Manifestaram sua opinião jurídica sobre um processo político-jurídico em que jamais teriam qualquer poder decisório, ao contrário de outros juízes e promotores que viajam dando palestras e emitem opiniões prévias, mas sempre muito carregadas de teor moralista-punitivo, sobre processos em andamento e que estão sob sua guarda. Casos gritantes de suspeição e de desvio de função que passam ao largo do crivo do CNJ.
O que ocorre é que o próprio CNJ já integrou essa lógica deturpada de jogar para a plateia: se a onda conservadora e persecutória é o que agrada a opinião pública, juízes legalistas, garantistas e defensores do Estado Democrático do Direito passam também a figurar como inimigos eleitos.
Difícil fica também acreditar que essa investigação no CNJ não tenha qualquer relação com o recém-lançado livro de um dos investigados, o juiz Rubens Casara: “Estado Pós-Democrático: Neo-Obscurantismo e Gestão dos Indesejáveis”.
Em sua obra, Rubens Casara defende e justifica, de forma genial, a tese de que já estamos vivendo uma pós-democracia, não existe mais Estado Democrático de Direito, apesar das instituições permanecerem existindo sob uma falsa aparência democrática. Nesse sentido, explica que os julgamentos no Estado Pós-Democrático podem ser qualificados como simulacros de julgamento:
“O juiz inquisidor da atualidade, muitas vezes com o apoio dos meios de comunicação, que reforçam versões desfavoráveis aos réus e propagam o sentimento de medo na população, confunde as funções de julgar e acusar, afastando-se do dever que lhe é atribuído nas legislações democráticas: o de concretizar direitos e garantias fundamentais de todos, inocentes ou culpados”.

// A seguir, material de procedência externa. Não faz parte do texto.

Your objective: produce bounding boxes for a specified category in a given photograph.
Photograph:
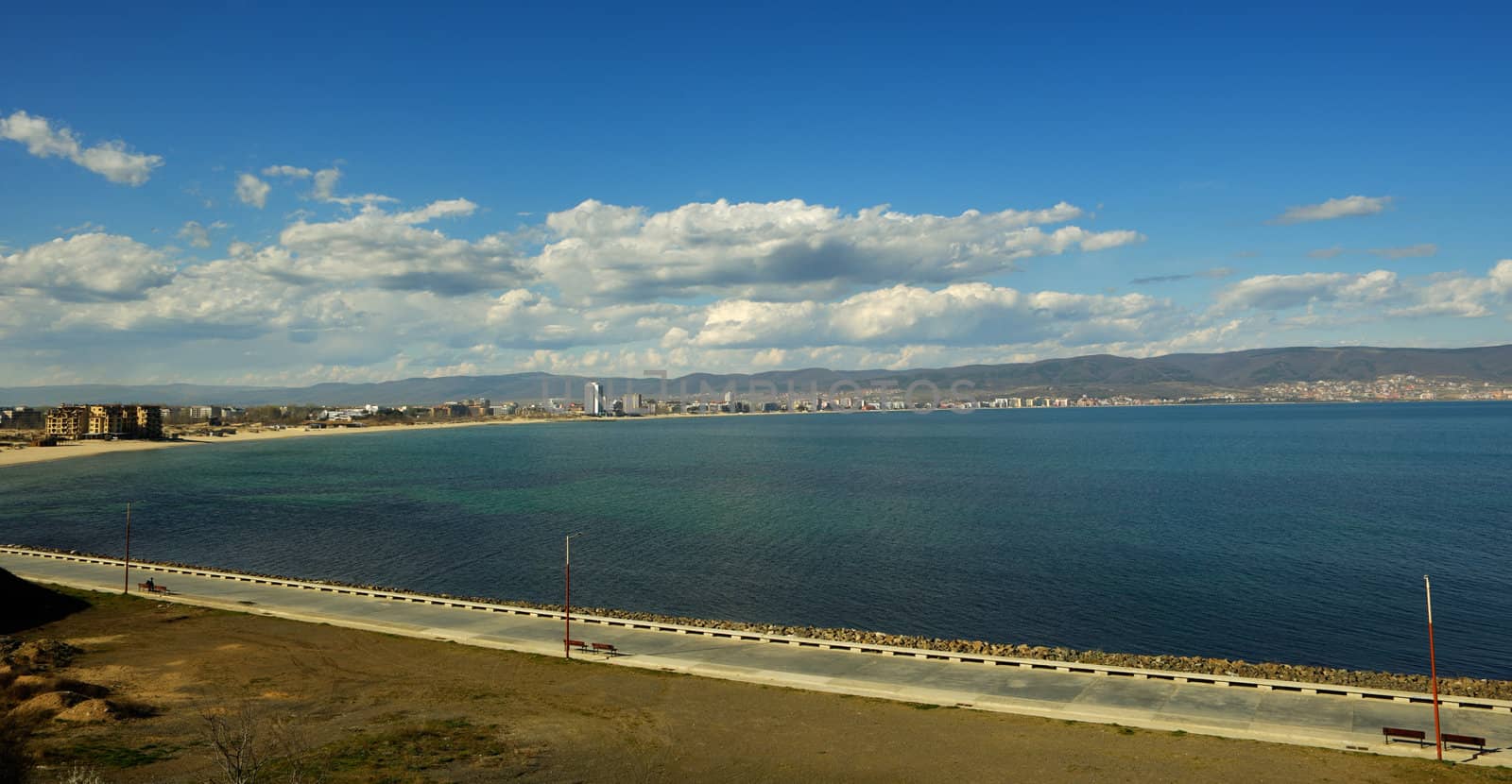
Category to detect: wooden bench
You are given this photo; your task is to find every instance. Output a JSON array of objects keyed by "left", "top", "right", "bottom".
[
  {"left": 1438, "top": 733, "right": 1486, "bottom": 754},
  {"left": 1381, "top": 726, "right": 1427, "bottom": 746}
]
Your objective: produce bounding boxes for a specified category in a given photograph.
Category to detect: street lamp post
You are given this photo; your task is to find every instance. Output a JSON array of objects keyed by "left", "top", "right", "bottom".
[
  {"left": 562, "top": 532, "right": 580, "bottom": 658},
  {"left": 121, "top": 502, "right": 131, "bottom": 593},
  {"left": 1423, "top": 574, "right": 1444, "bottom": 761}
]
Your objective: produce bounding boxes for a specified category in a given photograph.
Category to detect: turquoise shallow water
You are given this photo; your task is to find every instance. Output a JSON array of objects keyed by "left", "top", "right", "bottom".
[{"left": 0, "top": 403, "right": 1512, "bottom": 678}]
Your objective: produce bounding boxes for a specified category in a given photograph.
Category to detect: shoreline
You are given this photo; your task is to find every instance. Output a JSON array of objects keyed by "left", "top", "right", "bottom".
[
  {"left": 9, "top": 401, "right": 1502, "bottom": 471},
  {"left": 6, "top": 544, "right": 1512, "bottom": 701}
]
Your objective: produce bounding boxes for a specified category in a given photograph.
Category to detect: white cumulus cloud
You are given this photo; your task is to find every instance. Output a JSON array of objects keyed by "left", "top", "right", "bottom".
[
  {"left": 236, "top": 172, "right": 272, "bottom": 210},
  {"left": 257, "top": 199, "right": 526, "bottom": 295},
  {"left": 0, "top": 232, "right": 174, "bottom": 302},
  {"left": 0, "top": 111, "right": 163, "bottom": 186},
  {"left": 1272, "top": 196, "right": 1391, "bottom": 224},
  {"left": 534, "top": 199, "right": 1143, "bottom": 300}
]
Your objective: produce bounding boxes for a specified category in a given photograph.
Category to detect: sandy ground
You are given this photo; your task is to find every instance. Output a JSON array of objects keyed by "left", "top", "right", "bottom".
[{"left": 11, "top": 593, "right": 1512, "bottom": 782}]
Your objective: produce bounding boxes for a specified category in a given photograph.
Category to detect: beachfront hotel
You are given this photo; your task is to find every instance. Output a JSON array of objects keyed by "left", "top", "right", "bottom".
[{"left": 47, "top": 403, "right": 163, "bottom": 441}]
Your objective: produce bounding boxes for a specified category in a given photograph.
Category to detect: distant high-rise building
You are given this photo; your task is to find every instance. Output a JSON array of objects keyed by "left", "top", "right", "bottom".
[{"left": 582, "top": 381, "right": 603, "bottom": 417}]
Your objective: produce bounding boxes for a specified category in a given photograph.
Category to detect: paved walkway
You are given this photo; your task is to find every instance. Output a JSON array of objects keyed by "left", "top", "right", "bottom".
[{"left": 0, "top": 550, "right": 1512, "bottom": 766}]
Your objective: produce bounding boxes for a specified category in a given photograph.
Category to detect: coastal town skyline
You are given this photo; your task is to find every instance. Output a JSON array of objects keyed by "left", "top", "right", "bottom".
[{"left": 0, "top": 3, "right": 1512, "bottom": 385}]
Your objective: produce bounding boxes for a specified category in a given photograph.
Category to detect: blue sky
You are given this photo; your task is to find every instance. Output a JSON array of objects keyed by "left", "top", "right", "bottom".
[{"left": 0, "top": 3, "right": 1512, "bottom": 385}]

Sob esse clima de inquisição, de pós-democracia ou, na melhor das hipóteses, de medidas de exceção perpetradas pelo sistema de justiça penal contaminado pela opinião pública, mesmo aqueles que não os inimigos eleitos da vez já não podem contar com a segurança jurídica de que seus direitos fundamentais serão preservados. A maior vítima aqui, não tenha dúvidas, é a democracia.